8. Programs providing counseling for pregnancy concerns must be developed. Transplacental infection is well described in the literature (Gestational Lyme borreliosis. Implications for the fetus.
Rheum Dis Clin North Am 1989 Nov;15(4):657-77). This is a major public health concern as children born to actively infected mothers suffer a wide range of learning and developmental delays in addition to blindness, and fetal death. This important topic was not mentioned in the meeting. Clearly education of all obstetrician gynecologist and the public at large must be undertaken. Currently all expectant mothers are screened for Syphilis, no screening for Lyme disease is done, even in heavily endemic regions.
9. Clinical collaboration is needed with veterinarians as their research and literature offers the bulk of information of many co-infections, particularly Bartonella. As mentioned briefly in the meeting, Bartonella infects nerve, bone and bone marrow, dental tissue, and down regulates the immune system, perpetuating chronic infection.
10. Recognition and investigation of Tick borne bacteria and protozoal contamination of our nation's blood supply must be studied. A program to monitor blood banks must be developed to limit this serious threat to national health.

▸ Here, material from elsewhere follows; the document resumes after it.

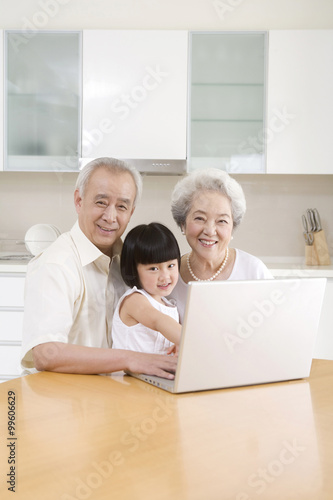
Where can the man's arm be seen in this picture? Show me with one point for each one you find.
(69, 358)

11. There is an urgent need for educational support and recognition of learning disabilities and psychosocial trauma in children and adolescents suffering from chronic Lyme disease. Schools, community social workers, and pediatricians must be informed of this growing problem. As shown on the CDC website, the most commonly infected age group for Lyme is the pediatric population. Only one pediatrician served on the panel, and his discussion was limited to diagnosis and treatment of acute Rocky Mountain Spotted Fever.

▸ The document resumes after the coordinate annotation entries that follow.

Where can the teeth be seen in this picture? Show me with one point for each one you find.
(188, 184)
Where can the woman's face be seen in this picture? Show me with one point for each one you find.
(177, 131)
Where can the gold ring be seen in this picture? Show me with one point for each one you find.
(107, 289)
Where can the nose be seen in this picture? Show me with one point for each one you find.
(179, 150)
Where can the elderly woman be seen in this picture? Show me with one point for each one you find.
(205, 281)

I would like to thank the committee for addressing this growing epidemic which has become a major public health concern. It was heartening to see opposing medical groups begin a meaningful dialog necessary to better understand the nature of this disabling and complicated disease complex, we call Lyme disease. It is vital that meetings continue and that funding be made available as soon as possible to address this growing national epidemic.